The holidays are almost here!
That means hustle and bustle. Late nights out and later mornings in. Hosting and attending parties. Fun with friends and family. Extra time off work. Shattered schedules. And your dog, being the gregarious gal that she is, is in the middle of it all.
Dogs enjoy the holidays as well. They get to spend more time with their humans. They get to meet new people, maybe spend time with some different children, and experience excitement from their humdrum days.
But for as fun as it can be for dogs, it can also be stressful. Most people follow something of a routine. Our dogs are happy to adapt to our routines. After awhile, they grow to expect their routines. And when their routines are upset—especially if the change is dramatic and/or extended—our dogs can get stressed.
If you manage just a few situations, you can reduce your dog’s stress and make the holidays more enjoyable for everyone.
Keep to your dog’s schedule.
If you feed and walk your dog on a set schedule, try to keep to that schedule. Like people, some dogs are more set in their schedules than others. But if your dog is so accustomed to eating at 7:00 am, that if you forget, at 7:05 she’s she’s looking at you with an accusing glare through slit eyes wondering where her food is, then you should make it a point to feed her at 7:00 am. Get up, feed her, walk her or let her out, then go back to bed if you want to, but make her routine a priority.

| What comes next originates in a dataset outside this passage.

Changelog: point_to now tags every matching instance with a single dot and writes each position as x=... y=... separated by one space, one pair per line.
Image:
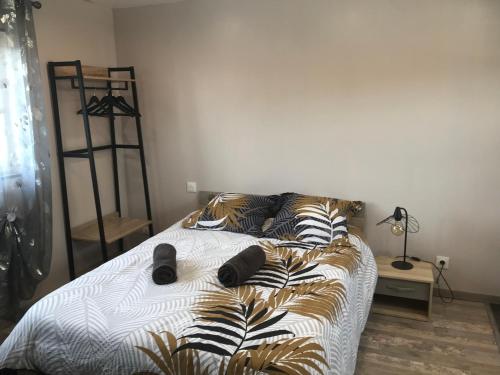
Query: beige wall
x=71 y=30
x=392 y=102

Same thing with walks. If the 5:30 walk with your dog when you get home from work is a mainstay for her, it’s probably a highlight of her day and she wants that walk. She also needs that walk. Dogs are good are timing potty breaks to our convenience, but if they’re trained to know they can relieve themselves at certain intervals, you need to respect that. It’s much easier on your dog and reduces the chance of accidents.
Many people have a different schedule for days their off work than they do on workdays, and our dogs adapt to that as well. If you have one schedule 5 days per week, and a different schedule 2 days per week, dogs somehow seem to know that. Don’t keep to your off-work schedule for too many days in a row, or your dog may think that’s the “new norm” and getting her back to a workday schedule may cause problems for you both.
Give your dog a safe zone.
Dogs know when all the excitement is getting to be too much for them and they need a place to go that is familiar, quiet, and where they can be left alone. Dogs are very much creatures of habit. If the quiet environment they’re used to with you and your spouse is invaded by your children and grandchildren, your dog will enjoy it for awhile—but it will likely be too much for her long before the visit is over.
If your dog is crate-trained, put her crate in an out-of-the way place. If not, take her bed and water bowl and put them where she can have some quiet time, and make sure she knows where it is. And just as important, make sure all the people in the house know that when the dog is in her quiet place, she is not to be disturbed. She’ll come back out and join the excitement when she’s ready.
A special note about children.
Although dogs and children present a common picture and often get along well, not every dog does well with every child. If you have friends or family coming over and they’re bringing children, and your dog is not used to children, supervise the time they spend together. If the child is annoying the dog, and the child is too young (or unruly) to understand he should stop bothering the dog, put the dog in her quiet place or outside in the fenced yard (weather permitting). It may seem a little unfair since the child is the interloper in the dog’s house, but it’s better than having the situation escalate to the point the dog, the child, or both are injured.
Holiday times are special times. By taking just a couple of precautions, you and your dog can both enjoy all the magic of the holidays in a relaxed, happy way.